Irish-bred Thoroughbred racehorse

E.S.B. was an Irish-bred, British-trained Thoroughbred racehorse which won the 1956 Grand National.

E.S.B. was a dark bay gelding bred in County Kildare by Sheila Bourke. Trained by Fred Rimell, E.S.B. was ridden by jockey Dave Dick in the 1956 running of the steeplechase at Aintree Racecourse. He started at odds of 100/7 in a field of twenty-nine runners. The race seemed certain to be won by Devon Loch, who held a five-length lead on the run-in.

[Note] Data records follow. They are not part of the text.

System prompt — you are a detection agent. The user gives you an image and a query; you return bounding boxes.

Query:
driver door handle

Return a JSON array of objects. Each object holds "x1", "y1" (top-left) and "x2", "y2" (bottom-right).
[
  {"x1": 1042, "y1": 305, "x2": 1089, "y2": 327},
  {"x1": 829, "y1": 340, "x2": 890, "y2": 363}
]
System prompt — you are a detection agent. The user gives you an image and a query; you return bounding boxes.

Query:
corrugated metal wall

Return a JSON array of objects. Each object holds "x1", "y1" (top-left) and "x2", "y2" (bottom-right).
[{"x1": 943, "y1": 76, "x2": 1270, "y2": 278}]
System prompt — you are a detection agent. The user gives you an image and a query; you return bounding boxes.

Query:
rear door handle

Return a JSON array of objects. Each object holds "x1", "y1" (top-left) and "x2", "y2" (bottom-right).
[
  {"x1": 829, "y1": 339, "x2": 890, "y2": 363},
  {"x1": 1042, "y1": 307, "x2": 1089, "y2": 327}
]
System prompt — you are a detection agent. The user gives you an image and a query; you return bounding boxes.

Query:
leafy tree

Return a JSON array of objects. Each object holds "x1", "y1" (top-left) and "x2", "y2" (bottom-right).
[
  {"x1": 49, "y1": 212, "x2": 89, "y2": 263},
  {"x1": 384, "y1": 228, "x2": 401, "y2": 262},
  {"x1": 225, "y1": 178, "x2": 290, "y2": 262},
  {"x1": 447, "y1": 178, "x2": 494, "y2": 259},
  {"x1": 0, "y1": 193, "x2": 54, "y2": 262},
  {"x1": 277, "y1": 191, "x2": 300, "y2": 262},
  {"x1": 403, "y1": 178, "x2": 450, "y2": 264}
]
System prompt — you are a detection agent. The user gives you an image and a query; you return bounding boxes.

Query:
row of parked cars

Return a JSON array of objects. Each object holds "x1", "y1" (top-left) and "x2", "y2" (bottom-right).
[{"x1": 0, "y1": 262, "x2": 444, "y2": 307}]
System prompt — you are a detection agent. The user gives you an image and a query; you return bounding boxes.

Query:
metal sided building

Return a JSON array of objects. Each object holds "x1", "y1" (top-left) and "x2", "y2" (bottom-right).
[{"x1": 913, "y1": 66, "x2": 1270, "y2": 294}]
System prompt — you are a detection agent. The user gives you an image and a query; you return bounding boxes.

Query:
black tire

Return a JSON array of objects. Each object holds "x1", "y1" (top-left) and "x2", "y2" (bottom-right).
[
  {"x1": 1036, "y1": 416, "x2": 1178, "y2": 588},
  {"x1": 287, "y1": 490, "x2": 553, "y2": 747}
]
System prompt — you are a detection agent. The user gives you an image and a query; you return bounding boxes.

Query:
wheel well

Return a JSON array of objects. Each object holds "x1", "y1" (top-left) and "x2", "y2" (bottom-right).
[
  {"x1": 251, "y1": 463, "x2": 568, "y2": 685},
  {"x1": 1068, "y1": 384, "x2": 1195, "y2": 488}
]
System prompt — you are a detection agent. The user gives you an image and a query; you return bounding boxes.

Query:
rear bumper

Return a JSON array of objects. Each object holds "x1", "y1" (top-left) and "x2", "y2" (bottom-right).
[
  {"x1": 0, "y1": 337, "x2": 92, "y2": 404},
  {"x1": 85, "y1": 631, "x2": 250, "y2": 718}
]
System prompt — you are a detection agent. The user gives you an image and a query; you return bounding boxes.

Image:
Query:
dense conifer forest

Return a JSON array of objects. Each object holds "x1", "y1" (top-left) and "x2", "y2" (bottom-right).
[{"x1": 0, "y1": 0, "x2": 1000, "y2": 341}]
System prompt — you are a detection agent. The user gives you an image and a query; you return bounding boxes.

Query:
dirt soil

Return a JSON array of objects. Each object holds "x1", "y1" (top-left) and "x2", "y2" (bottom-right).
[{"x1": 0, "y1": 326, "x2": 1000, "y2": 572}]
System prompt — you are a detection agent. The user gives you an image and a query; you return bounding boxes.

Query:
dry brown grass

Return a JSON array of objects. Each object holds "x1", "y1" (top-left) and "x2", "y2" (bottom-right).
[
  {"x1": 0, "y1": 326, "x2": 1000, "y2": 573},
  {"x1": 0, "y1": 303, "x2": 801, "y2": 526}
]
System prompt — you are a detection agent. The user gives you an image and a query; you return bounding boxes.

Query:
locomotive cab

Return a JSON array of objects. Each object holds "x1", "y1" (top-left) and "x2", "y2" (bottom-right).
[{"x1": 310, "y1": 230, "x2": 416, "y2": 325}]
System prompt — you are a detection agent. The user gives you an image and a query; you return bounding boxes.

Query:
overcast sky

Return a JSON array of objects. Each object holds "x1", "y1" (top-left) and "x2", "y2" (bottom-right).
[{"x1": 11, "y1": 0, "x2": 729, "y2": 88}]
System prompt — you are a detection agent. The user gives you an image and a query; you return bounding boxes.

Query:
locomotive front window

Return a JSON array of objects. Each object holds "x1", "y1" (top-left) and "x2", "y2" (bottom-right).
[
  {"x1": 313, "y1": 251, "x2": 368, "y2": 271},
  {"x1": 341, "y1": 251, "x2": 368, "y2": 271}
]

However, forty yards from the finishing post, Devon Loch suddenly, and inexplicably, half-jumped into the air and collapsed in a bellyflop on the turf. E.S.B. overtook and sealed an unlikely victory, completing the course in 9 minutes 21.4 seconds, one second off the record completion time.

E.S.B.'s win was the first of four for trainer Rimell, who went on to train winners Nicolaus Silver (1961), Gay Trip (1970) and Rag Trade (1976).